1. низкая скорость выделения РНК.
(1) Неправильно сохраненные образцы или образцы, хранившиеся слишком долго. Неправильно сохраненные образцы или образцы, хранившиеся слишком долго, могут привести к деградации РНК. Соберите свежие образцы или образцы, хранившиеся при температуре -70℃ или в жидком азоте после флэш-замораживания в жидком азоте.
(2) Недостаточная гомогенизация или измельчение жидким азотом.
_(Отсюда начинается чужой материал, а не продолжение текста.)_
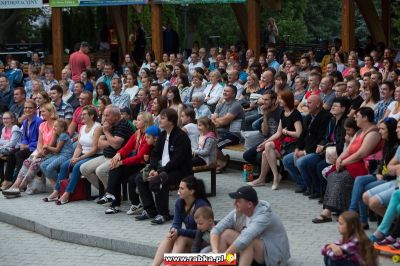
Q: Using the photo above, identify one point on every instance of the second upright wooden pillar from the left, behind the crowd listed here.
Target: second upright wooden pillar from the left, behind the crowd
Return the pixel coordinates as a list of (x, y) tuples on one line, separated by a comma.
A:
[(156, 32)]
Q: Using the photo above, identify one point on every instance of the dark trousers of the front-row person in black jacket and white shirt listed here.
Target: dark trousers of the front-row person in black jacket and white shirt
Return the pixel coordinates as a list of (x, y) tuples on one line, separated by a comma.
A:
[(160, 205)]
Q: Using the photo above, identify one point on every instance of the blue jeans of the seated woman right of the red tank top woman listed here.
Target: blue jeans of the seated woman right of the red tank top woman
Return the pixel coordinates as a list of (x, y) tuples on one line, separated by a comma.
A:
[(362, 184)]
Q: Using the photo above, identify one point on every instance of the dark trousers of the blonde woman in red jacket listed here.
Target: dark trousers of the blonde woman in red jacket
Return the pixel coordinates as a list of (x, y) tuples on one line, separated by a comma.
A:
[(120, 174)]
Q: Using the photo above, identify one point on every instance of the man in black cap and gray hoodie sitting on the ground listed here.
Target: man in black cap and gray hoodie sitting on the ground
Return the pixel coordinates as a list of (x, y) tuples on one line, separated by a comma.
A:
[(252, 230)]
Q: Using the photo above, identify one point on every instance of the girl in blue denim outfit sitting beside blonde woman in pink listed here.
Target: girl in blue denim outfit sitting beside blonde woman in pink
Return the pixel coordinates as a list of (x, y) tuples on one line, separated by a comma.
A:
[(57, 155)]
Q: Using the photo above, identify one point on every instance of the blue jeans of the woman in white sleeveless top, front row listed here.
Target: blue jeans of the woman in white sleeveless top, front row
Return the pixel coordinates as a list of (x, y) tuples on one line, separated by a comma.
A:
[(73, 177)]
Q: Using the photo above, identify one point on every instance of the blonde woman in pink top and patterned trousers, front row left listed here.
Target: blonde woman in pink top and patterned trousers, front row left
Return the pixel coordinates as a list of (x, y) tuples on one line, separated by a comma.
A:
[(31, 165)]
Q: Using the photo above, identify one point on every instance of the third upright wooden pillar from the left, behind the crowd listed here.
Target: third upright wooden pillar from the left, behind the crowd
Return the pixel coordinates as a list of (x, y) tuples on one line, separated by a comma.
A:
[(253, 25)]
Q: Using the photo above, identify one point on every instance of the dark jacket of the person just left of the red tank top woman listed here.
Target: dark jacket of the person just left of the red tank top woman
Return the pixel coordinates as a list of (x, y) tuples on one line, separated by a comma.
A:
[(339, 134)]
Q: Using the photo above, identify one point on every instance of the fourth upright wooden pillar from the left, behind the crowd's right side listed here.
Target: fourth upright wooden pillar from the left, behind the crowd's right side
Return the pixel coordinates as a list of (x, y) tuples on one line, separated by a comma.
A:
[(348, 27)]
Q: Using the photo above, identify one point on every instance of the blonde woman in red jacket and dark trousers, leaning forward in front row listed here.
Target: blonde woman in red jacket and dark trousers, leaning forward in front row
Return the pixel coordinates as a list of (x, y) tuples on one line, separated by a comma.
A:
[(128, 161)]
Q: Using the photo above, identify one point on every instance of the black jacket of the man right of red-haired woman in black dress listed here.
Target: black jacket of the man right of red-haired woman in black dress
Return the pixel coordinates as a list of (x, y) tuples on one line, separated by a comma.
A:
[(313, 131)]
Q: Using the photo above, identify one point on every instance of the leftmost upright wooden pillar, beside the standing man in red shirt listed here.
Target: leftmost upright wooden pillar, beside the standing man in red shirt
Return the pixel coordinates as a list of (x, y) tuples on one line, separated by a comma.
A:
[(57, 39)]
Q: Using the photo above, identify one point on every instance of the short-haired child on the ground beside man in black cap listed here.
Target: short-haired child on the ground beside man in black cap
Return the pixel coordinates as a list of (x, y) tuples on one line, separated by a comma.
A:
[(204, 218)]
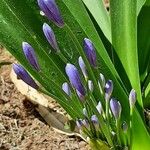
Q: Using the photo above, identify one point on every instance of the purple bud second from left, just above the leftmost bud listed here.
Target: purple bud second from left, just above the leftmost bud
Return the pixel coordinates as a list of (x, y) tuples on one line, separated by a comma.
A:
[(30, 55)]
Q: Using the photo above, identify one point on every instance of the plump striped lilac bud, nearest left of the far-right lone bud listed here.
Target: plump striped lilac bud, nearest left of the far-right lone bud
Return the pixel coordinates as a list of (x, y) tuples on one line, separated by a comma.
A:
[(115, 108)]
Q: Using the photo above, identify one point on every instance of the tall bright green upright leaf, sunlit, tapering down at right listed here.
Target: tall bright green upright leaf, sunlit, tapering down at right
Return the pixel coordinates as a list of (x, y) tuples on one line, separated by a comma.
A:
[(123, 24)]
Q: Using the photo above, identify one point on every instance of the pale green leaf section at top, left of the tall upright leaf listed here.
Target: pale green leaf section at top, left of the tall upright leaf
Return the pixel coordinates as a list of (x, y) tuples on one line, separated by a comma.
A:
[(100, 14)]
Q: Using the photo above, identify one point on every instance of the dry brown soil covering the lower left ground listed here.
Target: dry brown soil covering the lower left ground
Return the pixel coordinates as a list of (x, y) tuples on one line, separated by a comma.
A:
[(21, 127)]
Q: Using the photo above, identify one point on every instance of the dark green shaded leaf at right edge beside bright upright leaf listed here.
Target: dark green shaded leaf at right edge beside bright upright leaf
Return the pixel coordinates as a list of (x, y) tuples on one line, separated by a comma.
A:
[(144, 41)]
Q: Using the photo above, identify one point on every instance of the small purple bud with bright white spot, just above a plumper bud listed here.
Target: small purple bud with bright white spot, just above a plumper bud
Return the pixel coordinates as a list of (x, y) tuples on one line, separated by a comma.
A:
[(108, 89)]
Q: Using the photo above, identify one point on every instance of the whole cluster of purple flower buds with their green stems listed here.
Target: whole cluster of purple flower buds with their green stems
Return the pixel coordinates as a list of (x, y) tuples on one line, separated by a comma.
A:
[(101, 117)]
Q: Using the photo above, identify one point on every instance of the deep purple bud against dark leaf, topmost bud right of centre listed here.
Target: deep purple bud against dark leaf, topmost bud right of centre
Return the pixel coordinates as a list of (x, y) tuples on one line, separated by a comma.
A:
[(90, 52)]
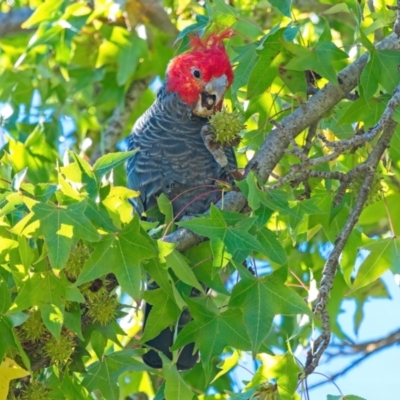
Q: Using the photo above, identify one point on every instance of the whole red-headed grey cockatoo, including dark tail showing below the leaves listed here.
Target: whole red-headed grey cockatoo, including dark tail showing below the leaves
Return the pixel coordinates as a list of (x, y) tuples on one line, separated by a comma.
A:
[(173, 159)]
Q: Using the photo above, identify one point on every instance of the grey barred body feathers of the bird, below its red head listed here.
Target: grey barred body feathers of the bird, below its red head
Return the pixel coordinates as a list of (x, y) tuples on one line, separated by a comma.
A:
[(172, 158)]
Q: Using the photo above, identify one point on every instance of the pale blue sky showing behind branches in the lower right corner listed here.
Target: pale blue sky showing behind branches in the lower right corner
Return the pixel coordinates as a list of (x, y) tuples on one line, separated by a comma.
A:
[(377, 378)]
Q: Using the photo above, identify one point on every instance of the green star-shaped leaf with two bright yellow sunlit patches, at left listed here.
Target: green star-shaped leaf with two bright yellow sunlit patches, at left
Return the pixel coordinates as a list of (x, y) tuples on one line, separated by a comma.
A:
[(58, 225)]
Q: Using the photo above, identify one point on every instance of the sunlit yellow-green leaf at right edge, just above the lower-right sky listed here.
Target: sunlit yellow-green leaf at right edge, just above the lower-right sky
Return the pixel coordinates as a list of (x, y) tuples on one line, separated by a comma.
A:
[(384, 254)]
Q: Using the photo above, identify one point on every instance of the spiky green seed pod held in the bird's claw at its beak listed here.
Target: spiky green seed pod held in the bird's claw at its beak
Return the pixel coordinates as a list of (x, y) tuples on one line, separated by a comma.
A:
[(227, 126)]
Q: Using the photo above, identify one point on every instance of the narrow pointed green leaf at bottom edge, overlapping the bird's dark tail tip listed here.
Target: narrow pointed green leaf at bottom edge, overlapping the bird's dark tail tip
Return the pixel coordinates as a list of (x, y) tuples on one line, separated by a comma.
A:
[(175, 387)]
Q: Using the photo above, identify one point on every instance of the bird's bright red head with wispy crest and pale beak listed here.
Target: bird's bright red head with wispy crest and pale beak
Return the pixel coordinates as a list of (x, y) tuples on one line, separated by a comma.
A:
[(201, 76)]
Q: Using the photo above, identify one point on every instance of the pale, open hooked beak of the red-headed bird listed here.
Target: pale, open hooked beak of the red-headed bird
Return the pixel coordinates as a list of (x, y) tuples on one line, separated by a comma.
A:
[(211, 97)]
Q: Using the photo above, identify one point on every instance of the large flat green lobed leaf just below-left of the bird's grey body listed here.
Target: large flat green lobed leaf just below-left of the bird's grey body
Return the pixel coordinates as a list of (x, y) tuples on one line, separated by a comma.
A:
[(121, 254)]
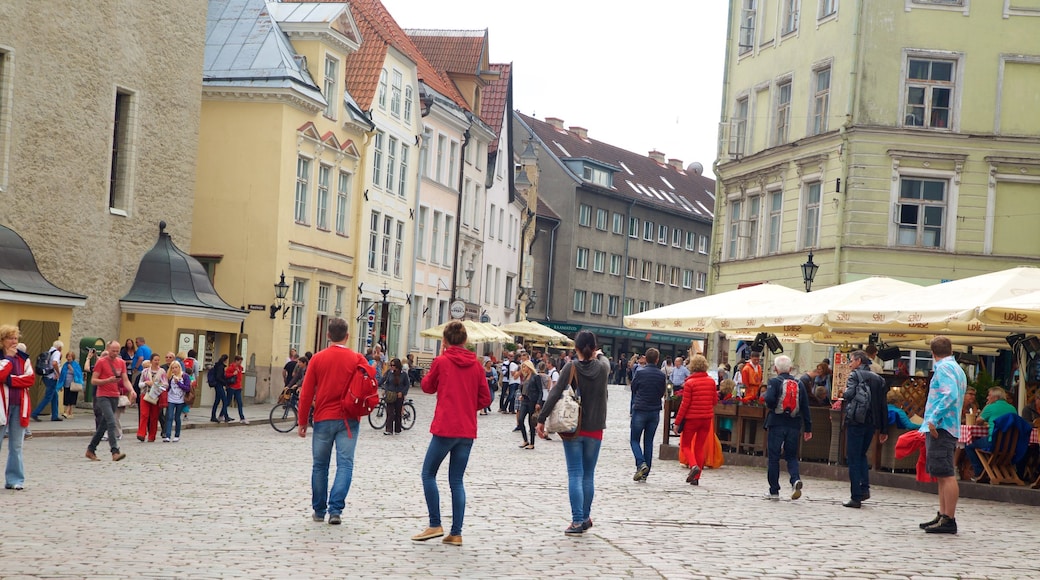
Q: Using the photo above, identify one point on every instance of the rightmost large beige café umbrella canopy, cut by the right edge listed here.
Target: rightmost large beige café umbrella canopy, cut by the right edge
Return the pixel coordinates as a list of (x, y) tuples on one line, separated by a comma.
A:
[(950, 308)]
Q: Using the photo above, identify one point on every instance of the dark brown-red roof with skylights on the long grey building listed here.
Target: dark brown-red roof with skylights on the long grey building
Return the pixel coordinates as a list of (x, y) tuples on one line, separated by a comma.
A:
[(639, 177)]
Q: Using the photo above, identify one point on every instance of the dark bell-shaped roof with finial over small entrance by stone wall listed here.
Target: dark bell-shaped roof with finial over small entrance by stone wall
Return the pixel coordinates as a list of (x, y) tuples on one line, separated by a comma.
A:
[(168, 276)]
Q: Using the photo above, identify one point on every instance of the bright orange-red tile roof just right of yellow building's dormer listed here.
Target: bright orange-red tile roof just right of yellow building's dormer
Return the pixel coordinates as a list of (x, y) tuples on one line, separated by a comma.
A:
[(379, 32)]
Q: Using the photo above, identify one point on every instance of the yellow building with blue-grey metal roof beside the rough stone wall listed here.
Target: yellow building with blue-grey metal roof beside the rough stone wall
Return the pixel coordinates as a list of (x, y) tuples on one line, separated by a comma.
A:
[(280, 176)]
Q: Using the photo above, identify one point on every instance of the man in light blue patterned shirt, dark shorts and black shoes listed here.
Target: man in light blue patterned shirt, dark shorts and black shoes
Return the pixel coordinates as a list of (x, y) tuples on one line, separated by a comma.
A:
[(942, 428)]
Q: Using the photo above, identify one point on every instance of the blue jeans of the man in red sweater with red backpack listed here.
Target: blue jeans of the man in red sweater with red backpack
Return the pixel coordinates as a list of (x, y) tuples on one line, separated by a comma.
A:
[(327, 434)]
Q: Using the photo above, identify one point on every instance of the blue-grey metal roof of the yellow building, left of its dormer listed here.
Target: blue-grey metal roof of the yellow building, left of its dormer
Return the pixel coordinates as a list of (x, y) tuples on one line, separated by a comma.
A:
[(246, 48)]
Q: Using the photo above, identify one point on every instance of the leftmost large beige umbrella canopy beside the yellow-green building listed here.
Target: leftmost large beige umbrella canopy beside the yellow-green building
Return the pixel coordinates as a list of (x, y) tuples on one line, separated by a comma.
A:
[(697, 317)]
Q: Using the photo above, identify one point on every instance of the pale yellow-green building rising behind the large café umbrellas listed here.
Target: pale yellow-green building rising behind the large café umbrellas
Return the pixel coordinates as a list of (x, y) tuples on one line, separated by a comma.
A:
[(894, 138)]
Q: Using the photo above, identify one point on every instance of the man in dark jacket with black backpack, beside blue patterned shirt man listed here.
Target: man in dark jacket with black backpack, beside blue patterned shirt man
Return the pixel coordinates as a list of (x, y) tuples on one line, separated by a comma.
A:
[(861, 427)]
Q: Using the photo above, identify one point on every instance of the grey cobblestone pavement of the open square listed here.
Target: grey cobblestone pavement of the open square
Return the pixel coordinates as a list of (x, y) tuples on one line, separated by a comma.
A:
[(236, 503)]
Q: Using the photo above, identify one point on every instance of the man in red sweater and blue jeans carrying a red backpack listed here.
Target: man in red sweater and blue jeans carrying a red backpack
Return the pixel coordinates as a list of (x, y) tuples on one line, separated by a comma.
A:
[(329, 376)]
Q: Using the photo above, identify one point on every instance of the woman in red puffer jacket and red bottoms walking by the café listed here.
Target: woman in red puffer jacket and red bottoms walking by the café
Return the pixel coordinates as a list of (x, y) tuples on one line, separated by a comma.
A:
[(696, 414)]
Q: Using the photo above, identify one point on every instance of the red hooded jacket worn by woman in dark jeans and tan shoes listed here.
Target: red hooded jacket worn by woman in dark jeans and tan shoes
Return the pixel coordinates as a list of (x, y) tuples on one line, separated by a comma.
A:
[(462, 390)]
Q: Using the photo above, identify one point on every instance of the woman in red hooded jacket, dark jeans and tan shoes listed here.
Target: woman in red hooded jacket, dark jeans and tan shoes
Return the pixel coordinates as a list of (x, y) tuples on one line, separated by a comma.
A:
[(462, 390)]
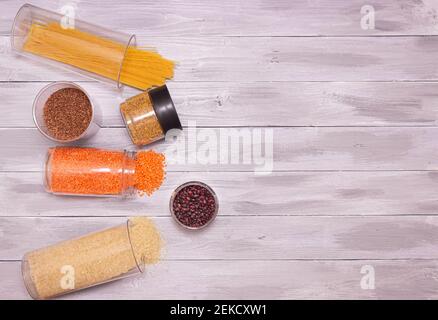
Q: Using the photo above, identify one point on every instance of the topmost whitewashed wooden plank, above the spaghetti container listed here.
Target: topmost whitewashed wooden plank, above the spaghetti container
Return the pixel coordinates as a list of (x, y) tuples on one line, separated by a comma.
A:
[(254, 18)]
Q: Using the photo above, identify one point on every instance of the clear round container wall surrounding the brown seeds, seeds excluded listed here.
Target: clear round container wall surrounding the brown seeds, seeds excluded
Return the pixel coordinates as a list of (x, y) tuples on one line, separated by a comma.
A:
[(43, 96)]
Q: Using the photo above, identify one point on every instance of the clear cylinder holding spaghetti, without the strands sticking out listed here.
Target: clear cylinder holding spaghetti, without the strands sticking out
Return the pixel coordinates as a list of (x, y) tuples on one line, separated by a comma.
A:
[(80, 47)]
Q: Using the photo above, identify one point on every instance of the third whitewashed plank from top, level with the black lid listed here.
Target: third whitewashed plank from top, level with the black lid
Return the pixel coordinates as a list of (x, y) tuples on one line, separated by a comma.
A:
[(260, 104)]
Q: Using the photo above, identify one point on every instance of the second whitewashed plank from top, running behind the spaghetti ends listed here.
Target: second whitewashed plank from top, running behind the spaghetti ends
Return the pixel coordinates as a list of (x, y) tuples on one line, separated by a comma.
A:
[(241, 59)]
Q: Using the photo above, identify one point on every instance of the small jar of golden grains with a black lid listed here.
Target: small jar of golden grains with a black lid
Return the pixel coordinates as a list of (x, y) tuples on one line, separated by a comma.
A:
[(148, 116)]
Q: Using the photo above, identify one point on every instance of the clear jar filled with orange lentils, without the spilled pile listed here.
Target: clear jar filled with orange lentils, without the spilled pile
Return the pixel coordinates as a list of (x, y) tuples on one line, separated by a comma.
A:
[(90, 171)]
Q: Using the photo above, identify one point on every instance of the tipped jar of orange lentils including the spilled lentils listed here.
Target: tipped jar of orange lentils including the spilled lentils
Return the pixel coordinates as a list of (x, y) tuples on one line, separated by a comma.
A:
[(101, 172)]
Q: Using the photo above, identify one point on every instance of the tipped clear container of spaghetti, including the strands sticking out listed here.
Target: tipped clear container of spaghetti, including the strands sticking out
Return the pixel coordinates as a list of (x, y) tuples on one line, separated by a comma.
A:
[(87, 49)]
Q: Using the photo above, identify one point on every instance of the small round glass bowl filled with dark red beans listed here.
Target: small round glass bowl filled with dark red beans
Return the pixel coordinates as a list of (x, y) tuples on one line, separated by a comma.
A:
[(194, 205)]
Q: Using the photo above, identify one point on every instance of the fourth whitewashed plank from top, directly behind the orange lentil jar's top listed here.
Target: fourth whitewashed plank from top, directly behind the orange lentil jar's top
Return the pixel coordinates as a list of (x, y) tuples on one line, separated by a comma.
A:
[(375, 148)]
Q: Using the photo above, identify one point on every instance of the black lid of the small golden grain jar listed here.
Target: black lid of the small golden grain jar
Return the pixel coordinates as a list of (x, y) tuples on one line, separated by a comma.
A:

Недостаточная гомогенизация или измельчение жидким азотом приводит к недостаточному лизису, что приводит к недостаточному выделению РНК.
(3) Низкое содержание РНК в тканях или клетках: количество РНК варьируется в различных клетках и тканях, поэтому для определения подходящего начального объема образца необходимо провести предварительное тестирование.
(4) Слишком маленький или слишком большой начальный объем ткани: если объем образца слишком мал, содержание РНК в клетках и тканях будет низким; если объем образца слишком велик, он может превысить расщепляющую способность лизата, и расщепление будет неполным, что приведет к низкому выходу РНК или снижению качества.
(5) Неадекватная элюция.В центр мембраны очистительной колонки по каплям добавляли ddH2O, не содержащий РНК. Объем элюирования очистительной колонки составляет 50-200 мкл. Если эффект элюирования неудовлетворительный, можно добавить безреагентную ddH2O, предварительно нагретую при 65 ℃, затем продлить время при комнатной температуре и центрифугировать для повторного элюирования.
2. Проблема засорения колонок гДНК-фильтра.
(1) Слишком большой объем образца. Данный набор подходит для выделения 10-20 мг тканей животных или 2-5×106 клеток, чрезмерное количество тканей снизит выход, а также чистоту, поэтому количество используемых образцов следует уменьшить во время работы.
(2) Образец богат мышечными волокнами. Мышцы, сердце и кожа богаты мышечными волокнами, молекулярный вес мышечных волокон высок, что приведет к засорению колонки, а использование измельчения жидким азотом уменьшит явление засорения при обработке образцов.
(3) Недостаточное измельчение или гомогенизация тканей. Недостаточное измельчение или гомогенизация обломков может привести к засорению колонки. Лизированную жидкость следует сначала центрифугировать при 13 000×g в течение 5 минут, а супернатант затем добавить в колонки с гДНК-фильтром.
3, Деградация РНК.
Деградация РНК после очистки связана с качеством образца, наличием в нем РНКазы, способом работы и другими факторами:
(1) Образцы вызывают деградацию РНК из-за того, что они не хранятся своевременно. Образцы тканей или клеток хранятся при температуре -80℃ после флэш-замораживания жидким азотом, если они не были собраны вовремя для последующих экспериментов.
(2) Образцы неоднократно замораживались и размораживались. При хранении образцов тканей храните их небольшими кусочками, чтобы избежать деградации образцов из-за многократного замораживания и оттаивания.
(3) Электрофорез. Обычная деградация РНК частично вызвана процессом электрофореза. Перед электрофорезом замочите емкость для электрофореза в 3% перекиси водорода на 20 мин, затем промойте ее без РНКазы в ddH2O и сконфигурируйте буфер для электрофореза с без РНКазы в ddH2O.
(4) Убедитесь, что пробирки и центрифужные пробирки, используемые в процессе экстракции, не содержат РНК.
(4) Выделенная РНК была загрязнена геномной ДНК.
Содержание ДНК и РНК в клетках различных видов тканей сильно варьирует, поэтому не превышайте 20 мг ткани и 5×106 клеток. Если печень, селезенка и почки богаты ДНК, пожалуйста, не превышайте 10 мг, иначе это приведет к избытку геномных остатков. Колонки gDNA-Filter могут эффективно удалить большую часть ДНК в системе, если последующие эксперименты очень чувствительны к следовым количествам ДНК, вы можете выбрать использование следующих вариантов в зависимости от конкретных обстоятельств:
(1) Используйте DNase I, входящую в комплект, для переваривания на мембране, чтобы удалить загрязнение ДНК.
(2) При разработке праймеров используйте транс-интронные праймеры, что позволяет избежать участия шаблонов геномной ДНК в реакции амплификации.
(3) Выбирайте для обратной транскрипции реагенты, содержащие модули удаления генома.